It’s Halloween. You had a costume party to attend. You’re strapped for cash and you need a costume. So you dig through your pile of snapbacks, brightly colored skinnys, and cartoon character belt buckles for the costume you wore last year. You dust it off and throw on an accessory or two. You are now ‘Swag Dracula’—a cape, fake teeth, skinnys, and a snapback. You tell yourself that no one remembers last week, much less last Halloween, when you were actually Dracula. Wrong.
The result: you’re shunned for lack of inventiveness by your circle of friends and Silverlake hipsters dressed as Richie Tenenbaum. You must now dance in a corner solo. You tell yourself it wasn’t your fault. It was the people throwing the party. They expected a costume. Deep down, you know it was you. You swag draculaed yourself. You are now officially a REJ3CT.
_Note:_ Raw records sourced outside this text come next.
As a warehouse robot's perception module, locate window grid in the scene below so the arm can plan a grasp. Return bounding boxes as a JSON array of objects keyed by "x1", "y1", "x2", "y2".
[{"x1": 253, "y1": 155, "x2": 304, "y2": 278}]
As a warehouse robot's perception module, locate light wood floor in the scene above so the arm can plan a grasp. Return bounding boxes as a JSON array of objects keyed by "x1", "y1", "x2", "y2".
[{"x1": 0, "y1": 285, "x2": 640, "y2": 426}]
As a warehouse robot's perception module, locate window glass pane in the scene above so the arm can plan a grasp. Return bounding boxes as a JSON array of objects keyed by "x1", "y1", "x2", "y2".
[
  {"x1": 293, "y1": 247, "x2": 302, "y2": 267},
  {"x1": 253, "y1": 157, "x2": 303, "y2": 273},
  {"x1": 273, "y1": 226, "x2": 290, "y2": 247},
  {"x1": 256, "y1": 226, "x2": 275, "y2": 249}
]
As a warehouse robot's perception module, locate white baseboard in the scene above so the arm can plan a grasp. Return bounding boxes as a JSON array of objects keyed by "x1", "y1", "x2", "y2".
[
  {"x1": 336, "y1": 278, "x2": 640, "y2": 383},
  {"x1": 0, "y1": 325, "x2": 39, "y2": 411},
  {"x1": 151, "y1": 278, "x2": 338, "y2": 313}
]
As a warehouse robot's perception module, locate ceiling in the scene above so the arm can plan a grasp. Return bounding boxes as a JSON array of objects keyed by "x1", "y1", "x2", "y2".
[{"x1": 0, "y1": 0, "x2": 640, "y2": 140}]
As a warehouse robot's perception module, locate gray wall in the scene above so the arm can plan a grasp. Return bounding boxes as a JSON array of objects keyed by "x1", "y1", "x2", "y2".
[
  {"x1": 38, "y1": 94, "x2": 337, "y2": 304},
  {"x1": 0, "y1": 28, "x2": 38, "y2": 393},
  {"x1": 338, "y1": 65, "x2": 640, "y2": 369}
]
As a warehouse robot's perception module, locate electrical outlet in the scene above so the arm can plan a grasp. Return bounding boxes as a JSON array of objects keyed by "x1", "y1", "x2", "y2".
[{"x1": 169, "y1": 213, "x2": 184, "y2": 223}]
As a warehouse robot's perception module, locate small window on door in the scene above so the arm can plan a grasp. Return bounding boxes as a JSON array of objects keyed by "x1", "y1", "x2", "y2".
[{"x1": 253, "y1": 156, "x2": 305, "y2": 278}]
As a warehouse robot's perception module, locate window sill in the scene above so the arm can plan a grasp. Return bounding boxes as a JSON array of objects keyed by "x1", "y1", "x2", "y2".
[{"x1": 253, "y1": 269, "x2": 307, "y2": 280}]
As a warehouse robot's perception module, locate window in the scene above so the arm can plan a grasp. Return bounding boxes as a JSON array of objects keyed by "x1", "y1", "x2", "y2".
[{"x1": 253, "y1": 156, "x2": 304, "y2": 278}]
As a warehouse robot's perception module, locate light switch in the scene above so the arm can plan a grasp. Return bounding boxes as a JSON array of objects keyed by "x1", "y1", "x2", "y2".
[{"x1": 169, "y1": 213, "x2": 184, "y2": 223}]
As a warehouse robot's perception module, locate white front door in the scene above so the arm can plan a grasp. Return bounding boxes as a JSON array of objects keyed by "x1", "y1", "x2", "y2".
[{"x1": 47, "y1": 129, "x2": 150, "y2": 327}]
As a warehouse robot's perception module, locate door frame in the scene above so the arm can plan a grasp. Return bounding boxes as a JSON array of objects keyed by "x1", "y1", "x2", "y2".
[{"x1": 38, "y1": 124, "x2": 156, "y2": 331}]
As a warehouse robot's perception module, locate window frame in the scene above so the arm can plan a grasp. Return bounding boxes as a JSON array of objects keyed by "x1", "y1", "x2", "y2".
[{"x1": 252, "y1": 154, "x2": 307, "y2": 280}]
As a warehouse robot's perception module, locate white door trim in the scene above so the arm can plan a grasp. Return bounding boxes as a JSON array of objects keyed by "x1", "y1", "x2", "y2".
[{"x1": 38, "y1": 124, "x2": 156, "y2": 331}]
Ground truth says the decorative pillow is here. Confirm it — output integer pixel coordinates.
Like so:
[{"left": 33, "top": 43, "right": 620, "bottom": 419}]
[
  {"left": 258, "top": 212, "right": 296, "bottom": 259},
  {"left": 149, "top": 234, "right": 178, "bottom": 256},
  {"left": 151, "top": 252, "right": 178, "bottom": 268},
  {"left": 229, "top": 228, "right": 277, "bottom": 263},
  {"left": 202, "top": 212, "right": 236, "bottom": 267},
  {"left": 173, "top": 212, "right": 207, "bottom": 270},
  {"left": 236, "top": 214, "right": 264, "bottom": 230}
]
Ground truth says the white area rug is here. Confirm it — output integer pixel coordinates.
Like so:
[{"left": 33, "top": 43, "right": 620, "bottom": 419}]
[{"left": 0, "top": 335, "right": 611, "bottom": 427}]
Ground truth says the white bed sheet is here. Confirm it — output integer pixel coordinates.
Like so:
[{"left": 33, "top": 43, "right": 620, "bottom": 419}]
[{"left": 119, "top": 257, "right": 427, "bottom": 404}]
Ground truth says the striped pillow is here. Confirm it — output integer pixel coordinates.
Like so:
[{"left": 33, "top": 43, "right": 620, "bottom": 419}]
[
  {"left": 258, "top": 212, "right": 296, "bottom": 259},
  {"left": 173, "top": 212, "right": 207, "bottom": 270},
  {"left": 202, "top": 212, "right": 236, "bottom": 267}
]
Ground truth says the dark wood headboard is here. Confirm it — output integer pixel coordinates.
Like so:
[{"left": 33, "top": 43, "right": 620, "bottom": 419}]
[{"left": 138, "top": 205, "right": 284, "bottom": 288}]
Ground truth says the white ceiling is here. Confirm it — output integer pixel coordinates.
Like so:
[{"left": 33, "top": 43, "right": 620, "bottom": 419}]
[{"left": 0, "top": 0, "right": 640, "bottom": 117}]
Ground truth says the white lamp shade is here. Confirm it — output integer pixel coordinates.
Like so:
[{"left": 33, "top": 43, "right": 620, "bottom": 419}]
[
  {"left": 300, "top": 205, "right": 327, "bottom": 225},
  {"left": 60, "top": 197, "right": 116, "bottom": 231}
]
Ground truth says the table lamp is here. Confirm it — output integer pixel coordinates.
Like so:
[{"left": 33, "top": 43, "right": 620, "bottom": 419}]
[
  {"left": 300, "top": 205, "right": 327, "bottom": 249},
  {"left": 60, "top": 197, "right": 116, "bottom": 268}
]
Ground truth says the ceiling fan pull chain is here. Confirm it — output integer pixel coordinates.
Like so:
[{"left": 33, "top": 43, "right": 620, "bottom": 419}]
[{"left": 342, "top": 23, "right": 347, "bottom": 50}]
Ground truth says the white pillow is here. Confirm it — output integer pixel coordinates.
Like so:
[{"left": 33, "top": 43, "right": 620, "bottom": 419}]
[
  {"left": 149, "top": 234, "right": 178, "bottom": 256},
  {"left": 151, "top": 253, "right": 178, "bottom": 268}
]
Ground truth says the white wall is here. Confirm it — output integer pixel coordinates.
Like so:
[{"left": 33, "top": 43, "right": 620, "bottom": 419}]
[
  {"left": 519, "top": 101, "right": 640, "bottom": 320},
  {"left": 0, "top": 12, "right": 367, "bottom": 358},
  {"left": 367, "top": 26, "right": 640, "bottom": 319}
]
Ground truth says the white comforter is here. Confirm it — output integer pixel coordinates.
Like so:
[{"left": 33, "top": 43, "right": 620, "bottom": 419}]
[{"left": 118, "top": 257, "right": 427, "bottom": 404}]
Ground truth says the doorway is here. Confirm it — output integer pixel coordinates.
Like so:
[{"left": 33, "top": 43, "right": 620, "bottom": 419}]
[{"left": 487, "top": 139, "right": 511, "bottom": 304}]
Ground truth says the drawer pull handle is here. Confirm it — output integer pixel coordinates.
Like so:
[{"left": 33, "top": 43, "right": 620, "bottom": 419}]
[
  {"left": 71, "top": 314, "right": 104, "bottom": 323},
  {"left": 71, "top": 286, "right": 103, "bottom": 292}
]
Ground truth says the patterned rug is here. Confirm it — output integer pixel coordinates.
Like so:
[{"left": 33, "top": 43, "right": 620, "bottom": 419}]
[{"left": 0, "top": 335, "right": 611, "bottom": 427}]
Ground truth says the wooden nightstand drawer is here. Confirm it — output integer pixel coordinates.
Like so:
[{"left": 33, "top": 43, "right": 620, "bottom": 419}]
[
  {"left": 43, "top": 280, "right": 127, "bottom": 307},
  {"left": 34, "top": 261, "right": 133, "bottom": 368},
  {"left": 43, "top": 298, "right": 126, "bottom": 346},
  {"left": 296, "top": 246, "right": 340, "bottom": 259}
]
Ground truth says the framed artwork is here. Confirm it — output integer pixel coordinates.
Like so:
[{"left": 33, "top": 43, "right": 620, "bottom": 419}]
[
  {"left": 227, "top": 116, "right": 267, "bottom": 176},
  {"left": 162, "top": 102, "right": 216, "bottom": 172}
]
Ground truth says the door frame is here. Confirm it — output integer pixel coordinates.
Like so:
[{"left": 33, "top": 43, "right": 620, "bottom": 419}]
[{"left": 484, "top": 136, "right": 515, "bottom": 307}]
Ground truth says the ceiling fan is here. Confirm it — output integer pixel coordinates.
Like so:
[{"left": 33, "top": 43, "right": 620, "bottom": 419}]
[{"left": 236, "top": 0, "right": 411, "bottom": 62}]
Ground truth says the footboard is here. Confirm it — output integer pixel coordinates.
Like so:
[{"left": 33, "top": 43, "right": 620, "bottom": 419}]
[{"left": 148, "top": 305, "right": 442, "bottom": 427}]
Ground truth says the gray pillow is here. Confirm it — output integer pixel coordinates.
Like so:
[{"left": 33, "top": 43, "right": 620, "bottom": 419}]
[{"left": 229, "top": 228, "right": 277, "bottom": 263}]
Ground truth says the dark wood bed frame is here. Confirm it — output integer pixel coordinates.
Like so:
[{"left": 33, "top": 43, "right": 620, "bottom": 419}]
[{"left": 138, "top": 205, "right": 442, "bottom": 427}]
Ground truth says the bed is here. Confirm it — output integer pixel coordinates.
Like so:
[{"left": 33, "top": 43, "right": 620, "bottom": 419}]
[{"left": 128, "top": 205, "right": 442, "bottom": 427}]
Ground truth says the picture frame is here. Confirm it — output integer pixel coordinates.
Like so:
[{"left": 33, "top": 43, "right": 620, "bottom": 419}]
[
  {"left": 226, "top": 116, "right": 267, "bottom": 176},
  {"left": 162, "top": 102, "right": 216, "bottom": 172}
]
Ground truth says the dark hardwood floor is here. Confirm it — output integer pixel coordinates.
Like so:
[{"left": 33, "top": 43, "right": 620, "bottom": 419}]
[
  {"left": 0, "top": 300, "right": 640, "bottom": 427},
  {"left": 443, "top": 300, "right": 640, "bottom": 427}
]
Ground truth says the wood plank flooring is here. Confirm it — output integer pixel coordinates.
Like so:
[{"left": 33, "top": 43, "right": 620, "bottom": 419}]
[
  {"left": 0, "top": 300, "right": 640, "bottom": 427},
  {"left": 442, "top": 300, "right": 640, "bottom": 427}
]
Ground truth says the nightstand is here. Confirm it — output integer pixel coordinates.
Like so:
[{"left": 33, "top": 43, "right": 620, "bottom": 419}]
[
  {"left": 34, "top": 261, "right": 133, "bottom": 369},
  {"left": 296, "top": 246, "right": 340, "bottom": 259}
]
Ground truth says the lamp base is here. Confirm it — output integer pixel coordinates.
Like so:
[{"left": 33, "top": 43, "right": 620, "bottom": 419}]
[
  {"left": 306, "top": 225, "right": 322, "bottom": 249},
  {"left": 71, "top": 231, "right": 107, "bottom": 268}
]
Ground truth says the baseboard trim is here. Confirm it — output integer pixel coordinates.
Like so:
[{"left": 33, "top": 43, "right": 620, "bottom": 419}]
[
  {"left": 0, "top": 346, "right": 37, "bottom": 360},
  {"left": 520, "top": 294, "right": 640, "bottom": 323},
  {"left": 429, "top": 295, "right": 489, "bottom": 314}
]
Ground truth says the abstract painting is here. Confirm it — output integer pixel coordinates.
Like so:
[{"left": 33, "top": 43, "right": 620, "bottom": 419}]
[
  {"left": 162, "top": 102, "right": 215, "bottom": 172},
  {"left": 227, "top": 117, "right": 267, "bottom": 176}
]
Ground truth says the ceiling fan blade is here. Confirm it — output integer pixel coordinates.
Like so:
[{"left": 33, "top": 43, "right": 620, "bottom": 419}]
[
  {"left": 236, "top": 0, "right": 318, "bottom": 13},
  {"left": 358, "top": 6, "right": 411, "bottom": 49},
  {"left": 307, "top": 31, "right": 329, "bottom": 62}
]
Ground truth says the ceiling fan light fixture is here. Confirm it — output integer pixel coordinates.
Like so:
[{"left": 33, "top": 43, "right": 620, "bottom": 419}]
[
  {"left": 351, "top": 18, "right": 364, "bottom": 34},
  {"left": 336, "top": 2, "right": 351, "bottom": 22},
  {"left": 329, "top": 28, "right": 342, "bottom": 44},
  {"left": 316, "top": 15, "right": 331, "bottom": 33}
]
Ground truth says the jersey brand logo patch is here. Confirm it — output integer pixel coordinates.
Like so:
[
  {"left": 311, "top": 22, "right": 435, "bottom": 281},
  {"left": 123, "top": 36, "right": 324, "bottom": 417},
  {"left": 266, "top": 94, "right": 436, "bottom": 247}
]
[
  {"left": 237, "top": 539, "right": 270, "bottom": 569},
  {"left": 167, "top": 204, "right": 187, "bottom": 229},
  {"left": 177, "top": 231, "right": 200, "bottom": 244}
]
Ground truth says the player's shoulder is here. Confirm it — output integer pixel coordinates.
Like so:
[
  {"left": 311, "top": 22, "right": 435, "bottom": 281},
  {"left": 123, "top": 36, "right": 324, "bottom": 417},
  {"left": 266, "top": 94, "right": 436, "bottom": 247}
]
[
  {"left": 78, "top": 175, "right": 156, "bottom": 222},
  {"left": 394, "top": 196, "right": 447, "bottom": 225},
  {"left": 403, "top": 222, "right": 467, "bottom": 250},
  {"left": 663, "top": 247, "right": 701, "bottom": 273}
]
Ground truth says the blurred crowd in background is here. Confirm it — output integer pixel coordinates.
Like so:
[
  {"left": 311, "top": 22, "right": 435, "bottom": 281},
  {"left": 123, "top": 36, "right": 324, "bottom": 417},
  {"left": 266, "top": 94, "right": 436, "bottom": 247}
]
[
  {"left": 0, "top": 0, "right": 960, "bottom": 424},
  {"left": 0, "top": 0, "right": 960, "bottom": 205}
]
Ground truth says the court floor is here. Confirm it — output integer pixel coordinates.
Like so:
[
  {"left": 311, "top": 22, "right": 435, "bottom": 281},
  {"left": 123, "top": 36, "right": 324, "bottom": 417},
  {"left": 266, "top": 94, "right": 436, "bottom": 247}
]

Yes, the REJ3CTZ, the group responsible for the inescapable (over 7,500,000 Youtube views and counting) hilarity of “Cat Daddy,” have returned with a new song and dance. Strike that. Reverse it. “Peta Griffin” isn’t a new song and dance. It’s a “Cat Daddy” cast off, the same cat in a slightly different costume. It’s old. It’s a rerun. We’ve seen it before.
I’m aware that “Peta Griffin” is a dance song and that I’m taking this shit way too seriously and groups like The REJ3CTZ are the rap equivalent of ’90s boy bands, but the similarities here are glaringly obvious and borderline ridiculous. Apart from the beat being cranked upa few BPMs, everything is the same, from the liberal use of vocal distortion to the drums to the failed carbon copy hook— “Call me SpongeBob/Stackin Krabby Patties/Bitch I go to work/Do my Cat Daddy/Cat Daddy, Cat Daddy, Cat Daddy, Cat Daddy (bitch I go to work) Vs. “I’m not a Family Guy/Got a lot of women/Creez to the max/Pockets Peta Griffin/Peta Griffin, Peta, Peta Griffin, Peta Griffin, Peta, Peta Griffin.”
Like most mass replicated products, the catchiness and the comedy of the original is lost in the rehash. The chuckle-worthy one liners like “You heard of Too $hort/Well, I’m too long” and “Block a hater like a goalie” have turned stale and, with the barrage of vocal effects, hardly discernible.
In looking past the cringe-worthy similarity and the shameless self-promotion of the REJ3CTZ “Creez” (I suspect it’s ‘creepy’ crossed with ‘steez’) clothing line, maybe I expected too much. Maybe you only get one hit from guys who spend most of their free time smoking ‘Wyclef kush’ and watching cartoons.
Really, I think I just never expected to see them again. The REJE3CTZ seemed so self-aware on “Cat Daddy,” like they were laughing just as much as we were. Like they were going to pull a Virgil Starkwell—take the money and run. Now it feels like I’m shaking my head at one of the “rappers” on Venice Beach trying to strong arm white people into buying their blank CD.
If Seth MacFarlane didn’t already have enough krabby patties to buy and sell twenty groups like the REJ3CTZ I’d tell the boys to lawyer the fuck up. I’ll be passing on the “Peta Griffin” and will continue, like I do every Halloween, to do the “Ditty” if I want to.